Changing the emphasis of a cycle counting program can uncover conflicting views of inventory accuracy within the company itself, as identified in the table below.
As shown, production benefits the most from an aggressive process aimed at eliminating inventory inaccuracies, compared to a traditional cycle counting process. As far as production is concerned, any accuracy level less than 100% means they never know which parts are likely to be inaccurate of all of those permitted to be inaccurate. In such an environment, all parts become suspect.
In contrast, as the first table indocates, 1000 counts per month are required for the B-item parts. No more than 10 inaccurate parts can be detected in order to maintain a B-item inventory accuracy level of 99%. At six minutes per count and $15 per operator per hour, the cost to not find more than 10 inaccurate B-item parts during the month and still meet the cyclical counting requirements is $1,500 (1,000 counts @ $15 per hour /10 counts per hour). The company is spending $150 ($1,500/10 inaccurate parts) to find and correct each B-item inaccuracy. This is the equivalent of investing 10 hours per incidence of inaccuracy.
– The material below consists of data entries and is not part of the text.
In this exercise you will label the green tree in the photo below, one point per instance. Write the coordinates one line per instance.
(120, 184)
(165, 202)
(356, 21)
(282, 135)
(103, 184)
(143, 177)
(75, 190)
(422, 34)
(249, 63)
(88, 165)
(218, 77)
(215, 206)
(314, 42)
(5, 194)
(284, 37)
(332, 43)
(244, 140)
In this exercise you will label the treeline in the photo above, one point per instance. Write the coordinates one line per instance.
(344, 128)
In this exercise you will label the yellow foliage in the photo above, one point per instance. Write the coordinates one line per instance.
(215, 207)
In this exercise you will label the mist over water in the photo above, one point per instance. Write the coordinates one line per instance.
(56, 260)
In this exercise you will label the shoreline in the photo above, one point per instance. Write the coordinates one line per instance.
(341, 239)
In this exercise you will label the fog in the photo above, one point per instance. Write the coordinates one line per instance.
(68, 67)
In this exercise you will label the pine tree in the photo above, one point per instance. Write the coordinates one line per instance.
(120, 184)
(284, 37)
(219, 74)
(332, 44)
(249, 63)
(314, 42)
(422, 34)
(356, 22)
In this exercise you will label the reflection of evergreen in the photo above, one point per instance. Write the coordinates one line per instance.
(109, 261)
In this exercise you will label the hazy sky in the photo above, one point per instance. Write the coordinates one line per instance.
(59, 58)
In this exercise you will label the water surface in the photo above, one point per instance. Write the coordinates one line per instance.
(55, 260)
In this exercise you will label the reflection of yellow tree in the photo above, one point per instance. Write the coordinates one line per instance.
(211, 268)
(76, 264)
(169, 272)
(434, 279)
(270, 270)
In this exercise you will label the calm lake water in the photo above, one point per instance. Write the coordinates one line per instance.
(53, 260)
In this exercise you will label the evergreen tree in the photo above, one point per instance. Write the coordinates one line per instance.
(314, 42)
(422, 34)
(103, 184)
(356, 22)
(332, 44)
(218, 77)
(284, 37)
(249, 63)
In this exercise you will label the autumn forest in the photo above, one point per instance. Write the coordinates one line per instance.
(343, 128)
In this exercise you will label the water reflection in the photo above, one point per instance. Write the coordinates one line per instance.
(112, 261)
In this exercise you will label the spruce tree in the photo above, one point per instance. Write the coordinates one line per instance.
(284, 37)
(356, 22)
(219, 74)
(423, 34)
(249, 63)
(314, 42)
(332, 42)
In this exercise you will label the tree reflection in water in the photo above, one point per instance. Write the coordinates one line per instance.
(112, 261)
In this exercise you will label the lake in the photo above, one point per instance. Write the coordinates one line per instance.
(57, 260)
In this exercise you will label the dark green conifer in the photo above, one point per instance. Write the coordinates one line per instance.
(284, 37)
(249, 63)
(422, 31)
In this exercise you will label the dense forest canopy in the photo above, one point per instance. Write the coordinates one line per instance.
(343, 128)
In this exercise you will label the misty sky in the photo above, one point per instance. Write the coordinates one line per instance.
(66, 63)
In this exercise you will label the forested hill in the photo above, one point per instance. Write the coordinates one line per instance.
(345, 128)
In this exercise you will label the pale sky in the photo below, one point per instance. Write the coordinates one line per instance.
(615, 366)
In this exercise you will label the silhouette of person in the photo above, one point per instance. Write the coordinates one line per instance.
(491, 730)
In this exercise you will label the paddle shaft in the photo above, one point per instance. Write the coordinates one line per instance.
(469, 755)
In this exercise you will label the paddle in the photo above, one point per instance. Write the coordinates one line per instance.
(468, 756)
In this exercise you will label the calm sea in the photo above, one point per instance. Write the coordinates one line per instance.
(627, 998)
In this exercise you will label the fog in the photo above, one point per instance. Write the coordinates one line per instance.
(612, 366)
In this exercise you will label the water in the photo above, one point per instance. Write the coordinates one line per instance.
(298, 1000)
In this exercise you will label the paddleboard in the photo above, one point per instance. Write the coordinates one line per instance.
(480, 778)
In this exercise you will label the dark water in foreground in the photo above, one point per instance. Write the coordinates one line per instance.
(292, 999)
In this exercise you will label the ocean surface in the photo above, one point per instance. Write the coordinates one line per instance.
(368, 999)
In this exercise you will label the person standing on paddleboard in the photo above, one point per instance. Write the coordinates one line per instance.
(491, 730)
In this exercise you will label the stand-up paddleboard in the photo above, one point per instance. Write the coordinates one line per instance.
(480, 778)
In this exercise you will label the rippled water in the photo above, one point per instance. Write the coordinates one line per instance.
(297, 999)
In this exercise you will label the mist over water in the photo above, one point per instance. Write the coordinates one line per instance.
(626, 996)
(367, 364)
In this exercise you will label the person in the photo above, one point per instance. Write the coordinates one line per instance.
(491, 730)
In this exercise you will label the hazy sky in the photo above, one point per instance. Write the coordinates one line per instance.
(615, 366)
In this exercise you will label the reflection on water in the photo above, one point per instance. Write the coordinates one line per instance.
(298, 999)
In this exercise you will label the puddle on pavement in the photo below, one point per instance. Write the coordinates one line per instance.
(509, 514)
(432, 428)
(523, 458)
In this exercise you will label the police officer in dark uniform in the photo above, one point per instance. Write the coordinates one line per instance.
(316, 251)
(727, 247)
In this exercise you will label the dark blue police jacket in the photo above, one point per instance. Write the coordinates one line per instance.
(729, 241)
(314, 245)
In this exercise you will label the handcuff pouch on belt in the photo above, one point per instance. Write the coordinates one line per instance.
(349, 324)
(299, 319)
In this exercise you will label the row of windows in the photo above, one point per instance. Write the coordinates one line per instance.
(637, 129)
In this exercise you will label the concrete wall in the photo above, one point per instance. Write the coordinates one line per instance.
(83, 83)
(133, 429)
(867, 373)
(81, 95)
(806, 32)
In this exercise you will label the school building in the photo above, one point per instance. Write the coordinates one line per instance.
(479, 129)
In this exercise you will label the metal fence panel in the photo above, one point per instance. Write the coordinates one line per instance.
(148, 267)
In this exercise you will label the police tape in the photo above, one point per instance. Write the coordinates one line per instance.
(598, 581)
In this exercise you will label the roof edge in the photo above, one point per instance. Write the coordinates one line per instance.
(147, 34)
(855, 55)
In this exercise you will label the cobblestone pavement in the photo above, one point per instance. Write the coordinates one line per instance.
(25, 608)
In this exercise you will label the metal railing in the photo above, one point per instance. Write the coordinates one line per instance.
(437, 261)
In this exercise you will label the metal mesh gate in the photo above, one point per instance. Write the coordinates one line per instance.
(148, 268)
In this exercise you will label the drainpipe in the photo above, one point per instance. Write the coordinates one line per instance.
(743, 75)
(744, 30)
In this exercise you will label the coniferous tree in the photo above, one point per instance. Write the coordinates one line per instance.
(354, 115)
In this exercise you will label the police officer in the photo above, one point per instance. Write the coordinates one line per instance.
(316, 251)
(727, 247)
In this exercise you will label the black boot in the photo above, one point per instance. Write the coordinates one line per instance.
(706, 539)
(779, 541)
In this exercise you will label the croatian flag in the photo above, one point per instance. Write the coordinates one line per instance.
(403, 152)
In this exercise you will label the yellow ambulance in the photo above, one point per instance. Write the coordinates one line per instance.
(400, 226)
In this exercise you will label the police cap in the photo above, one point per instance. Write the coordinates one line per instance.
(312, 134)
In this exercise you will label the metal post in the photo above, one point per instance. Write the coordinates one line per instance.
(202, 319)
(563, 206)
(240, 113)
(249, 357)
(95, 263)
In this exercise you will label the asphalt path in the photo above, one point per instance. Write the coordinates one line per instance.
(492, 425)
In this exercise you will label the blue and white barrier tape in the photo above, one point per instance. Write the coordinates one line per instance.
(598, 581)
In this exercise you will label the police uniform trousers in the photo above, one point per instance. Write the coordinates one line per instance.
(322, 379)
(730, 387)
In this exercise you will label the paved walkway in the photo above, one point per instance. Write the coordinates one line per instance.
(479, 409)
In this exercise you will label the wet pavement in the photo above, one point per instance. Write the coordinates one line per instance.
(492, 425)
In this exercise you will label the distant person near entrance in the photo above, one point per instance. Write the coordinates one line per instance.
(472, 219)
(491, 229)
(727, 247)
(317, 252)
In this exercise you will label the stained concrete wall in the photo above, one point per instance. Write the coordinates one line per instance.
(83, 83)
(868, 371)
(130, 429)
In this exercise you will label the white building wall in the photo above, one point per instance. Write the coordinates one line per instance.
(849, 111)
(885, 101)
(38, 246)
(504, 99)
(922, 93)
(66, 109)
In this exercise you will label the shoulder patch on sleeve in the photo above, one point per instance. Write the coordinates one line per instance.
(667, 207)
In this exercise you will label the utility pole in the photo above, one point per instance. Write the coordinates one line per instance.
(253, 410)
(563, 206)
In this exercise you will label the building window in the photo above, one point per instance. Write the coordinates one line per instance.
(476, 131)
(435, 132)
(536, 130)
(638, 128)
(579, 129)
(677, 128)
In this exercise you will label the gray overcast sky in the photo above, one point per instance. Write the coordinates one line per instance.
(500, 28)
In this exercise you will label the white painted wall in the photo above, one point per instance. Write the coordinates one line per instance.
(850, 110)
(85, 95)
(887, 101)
Put another way, the company is wasting $4,934 each month (3,289 counts @ $15 per hoour/10 counts per hour) to simply confirm what it believes to be true. This calculation points to the ineffectiveness of the traditional process. Senior management should view this as a dismal indicator of the company’s effectiveness at spending valuable resources to identify and correct causes of inaccuracy.
A Real Measure
As these numbers demonstrate, indiscriminate counting is not the answer to permanently improving inventory accuracy. Counting is simply too random to be cost-effective once a company’s accuracy reaches a level that supports ERP and MRPII.
Measuring the effectiveness of the process itself is much more indicative of how effectively the inventory manager is targetting parts for counting. The lower the value, the more the company is wasting time and money because inaccurate parts are being missed.
Eliminating the causes of inaccuracies must be the true focus, and control groups are the means by which a company can identify those causes. Imagine the progress that could be made by counting 3,334 parts in a month’s time, all of which were associated with control groups that targetted particular causes of inaccuracy.
Improving the inventory inaccuracy reduction measure is the target of an inventory accuracy improvement process, and is calculated as follows:
Inventory Inaccuracy Reduction= Inaccurate Parts Corrected/100% of Parts Counted
This measure works because the inventory manager is forced to concentrate on inaccurate parts and make a commitment to identifying and eliminating the causes of inaccuracy. It is in sharp contrast to counting known accurate parts, such as A-items or stockout parts that provide a false measure of accuracy. When done correctly, the inventory accuracy process will improve and sustain itself under normal operating conditions, at what may be a fraction of the cost of a cyclical counting program.